The Director General of MI5, Jonathan Evans, has given a speech discussing the growth of organised cybercrime targeting UK businesses and government.
In a rare public speech, the head of the British Secret Service described how “one major London listed company” estimated that it had lost “some £800m as a result of hostile state cyber attack – not just through intellectual property loss but also from commercial disadvantage in contractual negotiations.”
The MI5 chief described the extent of the problem as “astonishing – with industrial-scale processes involving many thousands of people lying behind both state sponsored cyber espionage and organised cybercrime”, and called upon the private sector and government to improve its information-sharing about cyber attacks.
I presume Jonathan Evans meant “astonishing” to the man in the street, and not to himself or those involved in computer security, as the last few years have shown a clear indication of a new pillar of cybercrime.

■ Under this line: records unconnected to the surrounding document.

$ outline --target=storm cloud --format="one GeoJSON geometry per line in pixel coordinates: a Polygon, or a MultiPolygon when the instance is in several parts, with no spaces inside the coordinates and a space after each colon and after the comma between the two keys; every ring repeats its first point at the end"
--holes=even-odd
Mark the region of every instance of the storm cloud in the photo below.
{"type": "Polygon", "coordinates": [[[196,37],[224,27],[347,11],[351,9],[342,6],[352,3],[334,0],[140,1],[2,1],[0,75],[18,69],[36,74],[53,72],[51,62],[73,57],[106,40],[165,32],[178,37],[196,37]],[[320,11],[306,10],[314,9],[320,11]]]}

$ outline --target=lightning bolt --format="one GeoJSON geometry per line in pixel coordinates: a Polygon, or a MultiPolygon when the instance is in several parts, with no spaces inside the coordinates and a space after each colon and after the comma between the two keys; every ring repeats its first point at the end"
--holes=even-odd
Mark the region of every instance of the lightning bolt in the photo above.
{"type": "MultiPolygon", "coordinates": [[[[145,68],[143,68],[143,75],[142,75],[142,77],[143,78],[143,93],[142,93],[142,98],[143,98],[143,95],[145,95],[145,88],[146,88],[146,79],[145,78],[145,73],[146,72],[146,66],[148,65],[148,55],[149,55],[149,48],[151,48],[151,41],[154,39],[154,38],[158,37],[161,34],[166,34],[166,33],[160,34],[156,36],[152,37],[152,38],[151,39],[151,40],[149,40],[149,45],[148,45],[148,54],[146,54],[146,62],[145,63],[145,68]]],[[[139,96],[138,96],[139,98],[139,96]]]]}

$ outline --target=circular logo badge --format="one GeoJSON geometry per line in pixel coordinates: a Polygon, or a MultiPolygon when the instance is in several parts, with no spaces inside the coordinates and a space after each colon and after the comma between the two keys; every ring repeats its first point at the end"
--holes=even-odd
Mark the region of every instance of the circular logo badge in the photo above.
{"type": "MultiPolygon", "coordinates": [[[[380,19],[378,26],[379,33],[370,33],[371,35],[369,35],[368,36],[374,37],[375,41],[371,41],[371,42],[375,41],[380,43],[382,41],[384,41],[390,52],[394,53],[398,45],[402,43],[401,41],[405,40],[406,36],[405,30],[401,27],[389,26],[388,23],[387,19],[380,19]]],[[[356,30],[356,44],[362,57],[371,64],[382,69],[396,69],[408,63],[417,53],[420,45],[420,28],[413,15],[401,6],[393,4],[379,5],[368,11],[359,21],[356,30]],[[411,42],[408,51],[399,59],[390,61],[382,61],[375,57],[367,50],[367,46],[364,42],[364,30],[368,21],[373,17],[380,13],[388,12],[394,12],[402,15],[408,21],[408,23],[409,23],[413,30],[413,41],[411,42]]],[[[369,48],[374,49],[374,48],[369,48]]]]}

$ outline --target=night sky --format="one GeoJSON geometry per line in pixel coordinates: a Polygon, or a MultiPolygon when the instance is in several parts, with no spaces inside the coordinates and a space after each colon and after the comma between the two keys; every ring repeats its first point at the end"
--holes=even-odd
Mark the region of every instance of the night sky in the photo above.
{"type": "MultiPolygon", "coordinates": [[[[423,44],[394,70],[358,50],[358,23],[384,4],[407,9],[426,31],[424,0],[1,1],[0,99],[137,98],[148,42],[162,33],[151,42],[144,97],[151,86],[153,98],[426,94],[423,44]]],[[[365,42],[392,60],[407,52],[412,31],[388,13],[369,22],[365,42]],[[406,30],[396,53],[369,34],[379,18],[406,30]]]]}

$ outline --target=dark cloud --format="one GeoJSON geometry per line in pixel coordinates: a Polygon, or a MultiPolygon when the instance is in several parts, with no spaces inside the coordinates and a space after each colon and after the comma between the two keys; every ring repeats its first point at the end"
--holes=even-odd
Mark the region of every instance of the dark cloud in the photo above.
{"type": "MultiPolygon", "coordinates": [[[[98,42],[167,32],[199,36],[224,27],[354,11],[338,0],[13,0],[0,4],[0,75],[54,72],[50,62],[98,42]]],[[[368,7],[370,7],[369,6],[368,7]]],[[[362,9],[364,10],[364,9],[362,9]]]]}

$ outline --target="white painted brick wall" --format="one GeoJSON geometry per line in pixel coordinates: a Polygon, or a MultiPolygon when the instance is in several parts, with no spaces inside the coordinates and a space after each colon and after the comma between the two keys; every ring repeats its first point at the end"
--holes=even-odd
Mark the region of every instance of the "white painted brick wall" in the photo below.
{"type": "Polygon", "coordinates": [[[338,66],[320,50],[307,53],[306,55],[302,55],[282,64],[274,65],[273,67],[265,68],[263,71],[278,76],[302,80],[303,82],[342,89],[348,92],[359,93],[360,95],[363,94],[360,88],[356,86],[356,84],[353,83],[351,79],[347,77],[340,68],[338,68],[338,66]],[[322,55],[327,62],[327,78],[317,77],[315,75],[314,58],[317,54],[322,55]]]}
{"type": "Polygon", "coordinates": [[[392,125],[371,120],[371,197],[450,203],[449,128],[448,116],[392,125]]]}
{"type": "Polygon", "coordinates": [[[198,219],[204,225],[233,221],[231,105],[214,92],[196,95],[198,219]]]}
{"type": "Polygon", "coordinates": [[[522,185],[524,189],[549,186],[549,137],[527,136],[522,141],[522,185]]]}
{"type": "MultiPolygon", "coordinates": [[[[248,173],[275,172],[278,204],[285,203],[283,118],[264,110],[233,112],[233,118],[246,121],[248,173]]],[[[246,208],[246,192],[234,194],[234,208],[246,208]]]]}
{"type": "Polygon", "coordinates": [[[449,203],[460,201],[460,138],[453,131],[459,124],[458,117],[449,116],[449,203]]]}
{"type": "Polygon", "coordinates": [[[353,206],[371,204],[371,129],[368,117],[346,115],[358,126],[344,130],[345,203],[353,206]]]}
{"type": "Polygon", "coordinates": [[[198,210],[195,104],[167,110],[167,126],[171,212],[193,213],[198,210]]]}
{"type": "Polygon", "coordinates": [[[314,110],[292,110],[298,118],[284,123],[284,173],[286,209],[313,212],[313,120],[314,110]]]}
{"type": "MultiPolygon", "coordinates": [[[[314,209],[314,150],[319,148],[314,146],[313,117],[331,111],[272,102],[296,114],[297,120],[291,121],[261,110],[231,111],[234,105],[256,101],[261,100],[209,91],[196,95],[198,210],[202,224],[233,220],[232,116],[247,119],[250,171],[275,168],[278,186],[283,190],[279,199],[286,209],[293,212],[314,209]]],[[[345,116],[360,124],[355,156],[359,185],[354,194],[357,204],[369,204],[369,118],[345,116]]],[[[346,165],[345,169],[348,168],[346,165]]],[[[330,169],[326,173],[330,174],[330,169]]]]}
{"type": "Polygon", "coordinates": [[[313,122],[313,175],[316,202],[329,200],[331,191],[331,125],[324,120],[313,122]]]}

We started off with the hobbyists, hacking systems or coding malware for fun or for the intellectual challenge. Much of what they did would fall foul of computer misuse laws about unauthorised access or modification, but the motivation was often to show off to their pals rather than to make money.
Some of these hobbyists still exist, although their numbers have depleted as they have realized that it can be a dangerous game to play if the authorities take a dim view of their activities.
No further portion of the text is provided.